At the beginning of the documentary, it was stated that “Darwin was sure for the place to look for freak survivors would be in the ocean depths. There these creatures would have avoided many of the ruthless pressures to adapt which strive evolutionary change.” Then the story of the first caught example of the fish was related and the commentary suggested that “Darwin’s theory less than a century old itself suddenly had supporting evidence,” clearly misleading the viewer.
In this way, the channel abused the viewers lack of background knowledge on the subject.

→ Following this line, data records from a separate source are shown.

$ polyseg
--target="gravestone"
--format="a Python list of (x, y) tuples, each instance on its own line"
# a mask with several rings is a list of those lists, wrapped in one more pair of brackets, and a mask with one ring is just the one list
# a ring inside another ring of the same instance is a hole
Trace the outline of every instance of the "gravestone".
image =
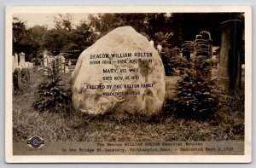
[(23, 68), (21, 70), (21, 79), (24, 84), (28, 85), (30, 84), (30, 72), (28, 68)]
[(20, 68), (15, 68), (13, 72), (14, 91), (19, 91), (21, 89), (21, 72)]
[(227, 92), (241, 89), (242, 24), (230, 20), (221, 25), (219, 78), (222, 89)]
[(21, 68), (26, 67), (26, 64), (25, 64), (25, 54), (24, 53), (20, 53), (20, 67)]
[(85, 49), (71, 83), (73, 107), (90, 114), (152, 115), (161, 111), (165, 101), (162, 61), (131, 26), (113, 30)]
[(15, 65), (16, 65), (16, 67), (19, 67), (19, 61), (18, 61), (18, 55), (16, 53), (15, 53)]
[(61, 62), (61, 70), (62, 72), (65, 72), (65, 57), (63, 55), (61, 55), (60, 58), (60, 62)]
[(13, 55), (13, 57), (12, 57), (12, 63), (13, 63), (13, 65), (12, 65), (12, 72), (14, 72), (14, 71), (15, 71), (15, 68), (16, 68), (15, 56), (15, 55)]

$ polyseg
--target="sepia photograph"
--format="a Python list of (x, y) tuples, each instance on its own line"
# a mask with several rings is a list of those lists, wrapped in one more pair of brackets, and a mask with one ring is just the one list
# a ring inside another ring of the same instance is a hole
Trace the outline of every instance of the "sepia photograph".
[(7, 161), (250, 162), (251, 14), (8, 7)]

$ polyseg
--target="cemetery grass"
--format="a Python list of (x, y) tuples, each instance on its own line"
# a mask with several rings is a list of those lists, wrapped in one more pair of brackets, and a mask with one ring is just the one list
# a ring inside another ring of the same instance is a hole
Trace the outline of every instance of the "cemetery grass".
[[(13, 95), (13, 140), (26, 142), (38, 136), (46, 142), (113, 141), (243, 141), (244, 109), (233, 106), (238, 97), (227, 96), (231, 106), (221, 107), (214, 119), (196, 120), (162, 113), (152, 118), (129, 115), (117, 119), (109, 115), (91, 116), (73, 110), (40, 113), (32, 107), (36, 86), (44, 80), (43, 72), (31, 72), (31, 86), (22, 95)], [(61, 74), (67, 87), (70, 73)], [(173, 80), (166, 77), (167, 94)], [(239, 99), (238, 99), (239, 101)], [(232, 102), (233, 101), (233, 102)]]

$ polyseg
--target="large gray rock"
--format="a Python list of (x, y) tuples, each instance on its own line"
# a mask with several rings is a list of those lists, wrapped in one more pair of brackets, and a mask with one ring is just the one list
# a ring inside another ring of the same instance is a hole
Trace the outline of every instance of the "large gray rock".
[(90, 114), (157, 113), (165, 101), (164, 78), (162, 61), (148, 39), (131, 26), (119, 27), (80, 55), (72, 73), (73, 107)]

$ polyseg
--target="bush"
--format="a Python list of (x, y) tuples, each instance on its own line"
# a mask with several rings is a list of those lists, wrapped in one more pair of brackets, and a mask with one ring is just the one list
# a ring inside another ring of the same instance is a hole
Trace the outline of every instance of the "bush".
[(214, 79), (205, 78), (207, 60), (195, 57), (192, 68), (185, 69), (184, 75), (178, 82), (177, 95), (169, 100), (169, 107), (181, 117), (209, 119), (214, 117), (218, 108), (218, 91), (215, 89)]
[[(59, 77), (59, 69), (51, 67), (46, 67), (47, 78), (37, 88), (38, 100), (33, 102), (33, 107), (43, 111), (65, 111), (71, 107), (72, 91), (65, 89), (61, 84), (62, 78)], [(69, 111), (69, 110), (68, 110)]]

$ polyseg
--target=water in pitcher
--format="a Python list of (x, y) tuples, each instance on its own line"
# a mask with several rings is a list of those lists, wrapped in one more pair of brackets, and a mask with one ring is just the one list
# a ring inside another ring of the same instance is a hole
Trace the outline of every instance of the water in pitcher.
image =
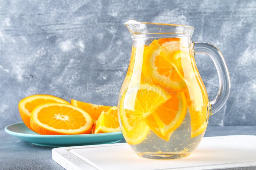
[(192, 46), (186, 37), (133, 40), (118, 116), (141, 156), (185, 157), (204, 136), (210, 106)]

The documentary portrayed the Coelacanth as the ancestor of all land vertebrates; a primitive fish unchanged for 400 million years. We had come across similar evolutionary claims in the documentary titled ‘Dinosaurs of the deep,’ aired on Discovery Channel on 14th of April 2003 and had commented accordingly. For this reason we find it unnecessary to go into the details of the subject but we want to address a couple of points in order to expose the National Geographic TV’s error.
First of all, the Coelacanth is not a supporting factor for the evolution theory, the contrary is true. For a time, evolutionists used the discovery of bones in the fins of the fossil fish as evidence for life’s migration from water to land. When the fish was caught alive and observed in its natural environment it became clear that it used its fins to propel itself through the water instead of using them to move on the sea bottom, proving expectations wrong. It became apparent that the fossils relied upon to support life’s migration from water to land thesis did not fulfill this purpose and the Coelacanth left the evolution theory’s thesis on life’s emergence from water without a basis.
Secondly, it is known that the Coelacanth remained unchanged for 400 million years. How can such a creature resistant to change be used as evidence for a theory founded on the very principle of change? How can the National Geographic TV explain the reasoning behind portraying a creature untouched by evolution as the very proof thereof?
It is not a valid argument to quote Darwin’s ‘living fossils’ terminology, then proceeding to claim that it is possible to escape the forces of evolution by moving down to the bottom of the oceans. The National Geographic interprets data perplexingly biased and when confronted by evidence unfavorable to evolution it resorts to misconstruing Darwin’s terminology and hides behind the smokescreen it thus creates. Darwin never spoke of living fossils as favorable to evolution for their existence to prove him right.
This argument is as ludicrous as saying Darwin wrote that he observed spinozas on the Galapagos Islands; it is true that they live there, therefore Darwin’s evolution theory is proven.
We presume that the National Geographic TV is actually well aware of the facts on the Coelacanth, but prefers to ignore them because it is equally well aware that pronouncing these would be seriously damaging to Darwinism. However, this misguided attitude will not suffice to prove Darwinism right.
We would like to advise the National Geographic TV to follow the Focus magazines example of impartiality on the subject of the Coelacanth. In its April issue, the Focus magazine related objectively the Coelacanth’s damaging blows to the evolution theory. We congratulated the magazine for its impartiality and called on all evolutionists to follow its lead. Only if and when the National Geographic TV manages to display this kind of objectivity can it become credible in its claim to be a science channel.